3. Number of Experts Used to Establish the Ground Truth for the Test Set and Qualifications
- Number of Experts: Not specified.
- Qualifications of Experts: Not specified.
4. Adjudication Method for the Test Set
- Adjudication Method: Not specified. With no mention of expert review or ground truth establishment, no adjudication method is detailed.
5. Multi Reader Multi Case (MRMC) Comparative Effectiveness Study
- MRMC Study: No, a multi-reader multi-case (MRMC) comparative effectiveness study was not specifically mentioned or implied in the provided 510(k) summary. The summary focuses on demonstrating substantial equivalence to already marketed devices based on technological characteristics and general performance testing, rather than a direct comparison of physician performance with and without AI assistance.
- Effect Size of Human Reader Improvement: Not applicable, as no MRMC study (or AI assistance) was described.
6. Standalone (Algorithm Only) Performance Study
- Standalone Study: This device is a hardware fluoroscopic digital X-ray system, not an AI algorithm. Therefore, the concept of a "standalone (algorithm only)" performance study does not apply in this context. The performance described relates to the entire system's ability to acquire and process images.
7. Type of Ground Truth Used
- Type of Ground Truth: Not explicitly stated. The performance testing is generally described as validating that the device is "safe and effective" and "performs comparably" to predicate devices. For an imaging system, ground truth might involve:
- Physical Measurements: Using phantoms to verify spatial resolution, contrast resolution, noise, dose efficiency, etc.
- Clinical Image Quality Assessment: Expert review of images to ensure diagnostic interpretability, though this isn't detailed as "ground truth" establishment in the psychological sense.
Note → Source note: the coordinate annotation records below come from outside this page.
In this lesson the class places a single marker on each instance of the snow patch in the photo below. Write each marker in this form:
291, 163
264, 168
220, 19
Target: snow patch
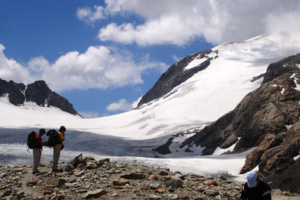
220, 151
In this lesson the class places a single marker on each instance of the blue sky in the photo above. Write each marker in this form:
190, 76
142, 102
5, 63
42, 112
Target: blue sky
103, 55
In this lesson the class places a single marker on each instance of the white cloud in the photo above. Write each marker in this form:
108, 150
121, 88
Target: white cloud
90, 16
180, 22
121, 105
98, 67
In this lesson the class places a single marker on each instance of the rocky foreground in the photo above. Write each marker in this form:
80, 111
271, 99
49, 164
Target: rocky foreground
86, 178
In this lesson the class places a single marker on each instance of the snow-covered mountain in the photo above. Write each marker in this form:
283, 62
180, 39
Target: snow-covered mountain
221, 78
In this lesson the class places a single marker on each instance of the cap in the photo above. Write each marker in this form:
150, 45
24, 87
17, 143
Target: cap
252, 179
42, 130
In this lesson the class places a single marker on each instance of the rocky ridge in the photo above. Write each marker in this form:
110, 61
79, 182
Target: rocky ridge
37, 92
86, 178
177, 74
267, 119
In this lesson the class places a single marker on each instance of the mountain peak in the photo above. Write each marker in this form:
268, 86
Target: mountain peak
37, 92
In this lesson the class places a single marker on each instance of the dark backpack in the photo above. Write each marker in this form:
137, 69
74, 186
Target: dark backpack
31, 140
52, 137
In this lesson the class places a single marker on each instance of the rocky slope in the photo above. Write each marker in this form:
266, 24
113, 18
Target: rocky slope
176, 75
86, 178
267, 119
37, 92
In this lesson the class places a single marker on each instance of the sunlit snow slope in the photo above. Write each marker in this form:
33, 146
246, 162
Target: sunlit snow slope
202, 99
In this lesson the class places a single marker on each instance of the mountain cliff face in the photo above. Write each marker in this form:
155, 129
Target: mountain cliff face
176, 75
267, 119
37, 92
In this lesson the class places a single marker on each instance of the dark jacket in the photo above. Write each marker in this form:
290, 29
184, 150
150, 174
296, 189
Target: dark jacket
261, 192
38, 141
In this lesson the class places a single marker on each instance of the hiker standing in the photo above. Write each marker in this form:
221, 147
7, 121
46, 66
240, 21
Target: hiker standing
255, 189
37, 150
58, 147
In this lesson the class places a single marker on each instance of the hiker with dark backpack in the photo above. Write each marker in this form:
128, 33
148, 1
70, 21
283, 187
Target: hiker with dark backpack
37, 150
57, 148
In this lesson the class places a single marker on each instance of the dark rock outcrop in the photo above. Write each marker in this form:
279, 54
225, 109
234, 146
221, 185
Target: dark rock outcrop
267, 119
176, 75
37, 92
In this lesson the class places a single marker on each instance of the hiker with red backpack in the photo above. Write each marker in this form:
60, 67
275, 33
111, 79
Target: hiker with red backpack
58, 147
37, 150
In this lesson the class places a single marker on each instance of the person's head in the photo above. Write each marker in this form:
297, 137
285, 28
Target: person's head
42, 131
252, 179
62, 129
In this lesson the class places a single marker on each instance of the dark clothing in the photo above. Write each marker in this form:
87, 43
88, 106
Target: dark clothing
261, 192
38, 141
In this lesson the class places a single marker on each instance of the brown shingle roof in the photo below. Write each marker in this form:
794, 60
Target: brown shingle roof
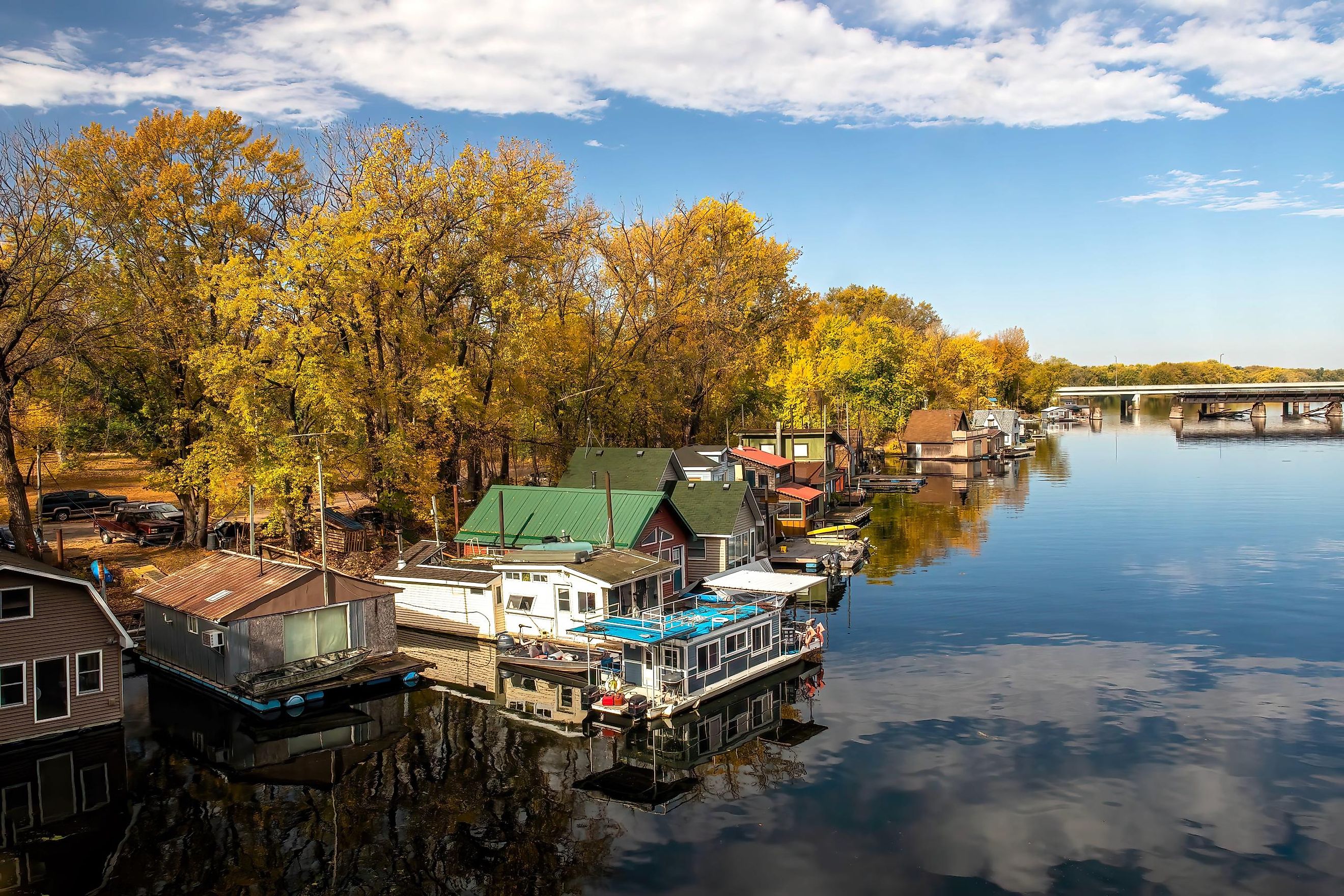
933, 426
226, 586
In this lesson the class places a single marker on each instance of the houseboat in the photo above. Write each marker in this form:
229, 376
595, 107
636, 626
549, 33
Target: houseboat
677, 657
269, 634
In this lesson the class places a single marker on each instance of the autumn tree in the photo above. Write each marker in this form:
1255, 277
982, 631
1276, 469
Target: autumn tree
46, 266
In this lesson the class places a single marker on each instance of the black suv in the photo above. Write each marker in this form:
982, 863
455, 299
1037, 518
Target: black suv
62, 506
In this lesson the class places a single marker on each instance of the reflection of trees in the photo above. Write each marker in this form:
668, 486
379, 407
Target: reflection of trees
952, 512
463, 802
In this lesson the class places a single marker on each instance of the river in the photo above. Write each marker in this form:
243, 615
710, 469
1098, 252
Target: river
1116, 669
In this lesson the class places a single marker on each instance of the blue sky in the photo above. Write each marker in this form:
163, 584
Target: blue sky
1154, 182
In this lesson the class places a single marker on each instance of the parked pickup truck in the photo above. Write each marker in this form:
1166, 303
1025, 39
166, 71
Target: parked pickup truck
142, 527
80, 504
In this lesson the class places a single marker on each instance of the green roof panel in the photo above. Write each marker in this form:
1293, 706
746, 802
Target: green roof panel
533, 514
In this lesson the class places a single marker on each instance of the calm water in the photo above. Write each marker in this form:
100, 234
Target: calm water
1116, 669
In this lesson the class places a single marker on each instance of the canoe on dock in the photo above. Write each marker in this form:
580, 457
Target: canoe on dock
883, 483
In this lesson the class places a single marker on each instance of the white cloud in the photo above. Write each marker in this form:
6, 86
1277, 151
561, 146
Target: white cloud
1218, 194
304, 61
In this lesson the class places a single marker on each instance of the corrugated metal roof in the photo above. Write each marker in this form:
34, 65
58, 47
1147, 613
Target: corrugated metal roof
801, 492
533, 514
757, 456
225, 586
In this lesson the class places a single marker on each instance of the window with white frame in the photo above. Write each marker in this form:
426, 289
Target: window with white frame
17, 604
13, 686
761, 638
89, 672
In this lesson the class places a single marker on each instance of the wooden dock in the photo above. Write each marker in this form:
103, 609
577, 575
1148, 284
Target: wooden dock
883, 483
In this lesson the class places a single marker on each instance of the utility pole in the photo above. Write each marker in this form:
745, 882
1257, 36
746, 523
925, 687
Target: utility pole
322, 524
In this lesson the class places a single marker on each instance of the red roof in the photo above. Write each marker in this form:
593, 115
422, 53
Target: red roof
800, 492
757, 456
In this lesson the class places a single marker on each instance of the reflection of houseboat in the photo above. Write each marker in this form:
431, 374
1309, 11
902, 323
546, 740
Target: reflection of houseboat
272, 634
62, 810
677, 657
655, 769
314, 750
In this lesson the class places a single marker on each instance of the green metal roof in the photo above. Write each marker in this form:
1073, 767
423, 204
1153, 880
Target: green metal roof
710, 508
531, 514
637, 469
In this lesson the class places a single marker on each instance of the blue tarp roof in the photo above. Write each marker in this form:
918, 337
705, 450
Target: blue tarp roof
687, 624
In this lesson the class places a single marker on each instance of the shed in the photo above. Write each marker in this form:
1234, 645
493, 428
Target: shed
232, 614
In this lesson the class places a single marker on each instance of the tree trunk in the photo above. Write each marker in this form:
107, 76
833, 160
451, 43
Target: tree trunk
20, 518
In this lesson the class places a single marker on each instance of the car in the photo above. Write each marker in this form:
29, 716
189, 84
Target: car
77, 503
142, 527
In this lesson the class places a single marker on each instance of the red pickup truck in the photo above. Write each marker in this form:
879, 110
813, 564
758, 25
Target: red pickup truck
142, 527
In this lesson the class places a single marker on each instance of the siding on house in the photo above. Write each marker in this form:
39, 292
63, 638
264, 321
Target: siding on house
65, 623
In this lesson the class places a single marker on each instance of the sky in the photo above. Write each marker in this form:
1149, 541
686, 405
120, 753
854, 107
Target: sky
1145, 182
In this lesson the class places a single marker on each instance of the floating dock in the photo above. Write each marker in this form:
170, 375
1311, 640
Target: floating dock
883, 483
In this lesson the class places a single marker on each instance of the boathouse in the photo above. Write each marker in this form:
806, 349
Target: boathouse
726, 523
232, 614
60, 653
706, 463
446, 596
639, 520
631, 469
948, 436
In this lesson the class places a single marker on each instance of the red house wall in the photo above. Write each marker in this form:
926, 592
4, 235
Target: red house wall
675, 537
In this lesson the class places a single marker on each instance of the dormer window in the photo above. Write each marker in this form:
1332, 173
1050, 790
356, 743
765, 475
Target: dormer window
17, 604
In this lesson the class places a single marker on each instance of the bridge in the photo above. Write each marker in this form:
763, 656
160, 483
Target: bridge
1297, 398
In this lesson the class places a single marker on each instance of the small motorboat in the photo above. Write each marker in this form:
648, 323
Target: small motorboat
300, 674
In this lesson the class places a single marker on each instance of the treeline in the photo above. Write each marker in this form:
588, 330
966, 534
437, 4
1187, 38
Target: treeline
200, 296
1193, 373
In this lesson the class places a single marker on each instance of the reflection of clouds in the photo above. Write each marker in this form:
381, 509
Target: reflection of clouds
1222, 569
1206, 774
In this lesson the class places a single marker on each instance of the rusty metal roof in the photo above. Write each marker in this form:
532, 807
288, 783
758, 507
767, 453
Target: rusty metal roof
226, 586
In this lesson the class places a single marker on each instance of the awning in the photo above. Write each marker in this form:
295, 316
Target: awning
799, 492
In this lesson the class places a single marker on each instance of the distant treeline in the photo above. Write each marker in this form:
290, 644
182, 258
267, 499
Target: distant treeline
1195, 373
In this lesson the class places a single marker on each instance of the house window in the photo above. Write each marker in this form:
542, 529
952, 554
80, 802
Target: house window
15, 809
13, 686
316, 632
17, 604
89, 672
51, 688
93, 785
760, 638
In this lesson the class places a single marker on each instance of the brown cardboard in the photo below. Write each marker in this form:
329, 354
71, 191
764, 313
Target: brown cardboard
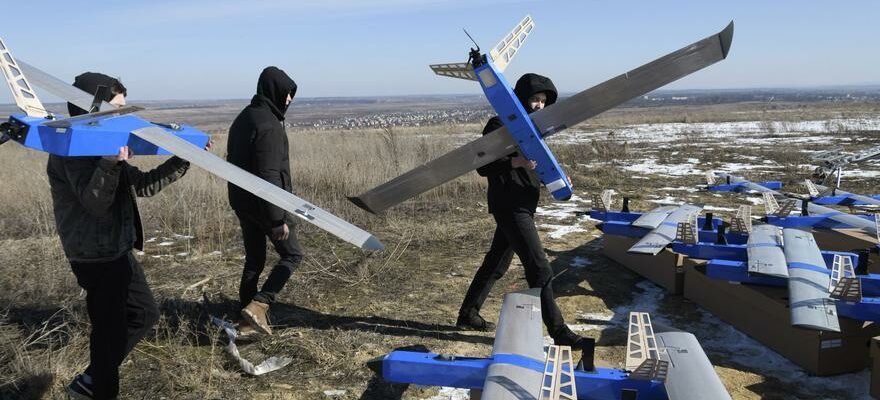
664, 269
848, 240
762, 312
875, 368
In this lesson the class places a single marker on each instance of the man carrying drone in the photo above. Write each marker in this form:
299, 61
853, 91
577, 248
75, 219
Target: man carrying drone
97, 219
513, 195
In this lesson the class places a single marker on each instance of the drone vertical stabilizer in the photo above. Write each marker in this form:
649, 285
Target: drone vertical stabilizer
501, 54
808, 283
22, 91
640, 342
504, 51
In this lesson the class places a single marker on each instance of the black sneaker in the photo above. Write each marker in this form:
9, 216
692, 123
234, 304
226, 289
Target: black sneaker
78, 389
474, 322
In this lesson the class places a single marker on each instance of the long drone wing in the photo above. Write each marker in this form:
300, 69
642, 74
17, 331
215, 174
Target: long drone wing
550, 120
457, 162
644, 79
261, 188
61, 89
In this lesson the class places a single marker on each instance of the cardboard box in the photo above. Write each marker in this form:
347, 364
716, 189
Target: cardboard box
851, 240
875, 368
664, 269
762, 312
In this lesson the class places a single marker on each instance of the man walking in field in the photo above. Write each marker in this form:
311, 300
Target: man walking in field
513, 195
258, 144
97, 218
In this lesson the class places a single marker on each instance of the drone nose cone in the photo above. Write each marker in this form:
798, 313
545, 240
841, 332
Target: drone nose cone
375, 364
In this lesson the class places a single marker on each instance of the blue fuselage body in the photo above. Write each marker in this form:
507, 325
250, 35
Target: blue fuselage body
430, 369
515, 118
729, 262
98, 137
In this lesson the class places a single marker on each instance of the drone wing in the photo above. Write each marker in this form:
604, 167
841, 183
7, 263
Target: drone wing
22, 91
551, 120
265, 190
457, 70
180, 147
504, 51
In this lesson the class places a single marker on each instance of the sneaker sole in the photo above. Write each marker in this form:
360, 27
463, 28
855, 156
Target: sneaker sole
252, 320
72, 394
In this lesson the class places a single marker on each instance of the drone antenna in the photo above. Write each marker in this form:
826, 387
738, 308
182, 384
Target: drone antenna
472, 39
475, 59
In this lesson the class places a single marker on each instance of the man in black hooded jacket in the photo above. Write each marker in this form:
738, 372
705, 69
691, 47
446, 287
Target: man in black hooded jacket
258, 144
513, 194
97, 219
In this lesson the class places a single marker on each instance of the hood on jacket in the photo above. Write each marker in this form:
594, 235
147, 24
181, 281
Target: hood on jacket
530, 84
274, 85
89, 82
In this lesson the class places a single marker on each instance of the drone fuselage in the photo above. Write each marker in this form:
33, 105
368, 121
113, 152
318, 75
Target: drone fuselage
529, 140
96, 137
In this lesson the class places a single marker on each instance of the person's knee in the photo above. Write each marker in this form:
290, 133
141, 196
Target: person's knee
291, 260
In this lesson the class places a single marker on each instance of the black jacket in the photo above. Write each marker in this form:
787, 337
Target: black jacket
93, 199
258, 144
515, 189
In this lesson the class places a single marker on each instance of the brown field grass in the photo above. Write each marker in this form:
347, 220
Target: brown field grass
343, 306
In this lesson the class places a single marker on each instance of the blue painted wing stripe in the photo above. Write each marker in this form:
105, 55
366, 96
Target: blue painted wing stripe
811, 267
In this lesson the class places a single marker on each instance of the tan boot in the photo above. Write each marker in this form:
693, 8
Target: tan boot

- Comparison to Predicate: Performance is often benchmarked against images from the predicate device.
8. Sample Size for the Training Set
- Sample Size for Training Set: Not applicable. This device is a hardware imaging system, not an AI or machine learning algorithm that requires a "training set."
9. How the Ground Truth for the Training Set Was Established
- Ground Truth for Training Set Establishment: Not applicable, as there is no training set for a hardware device.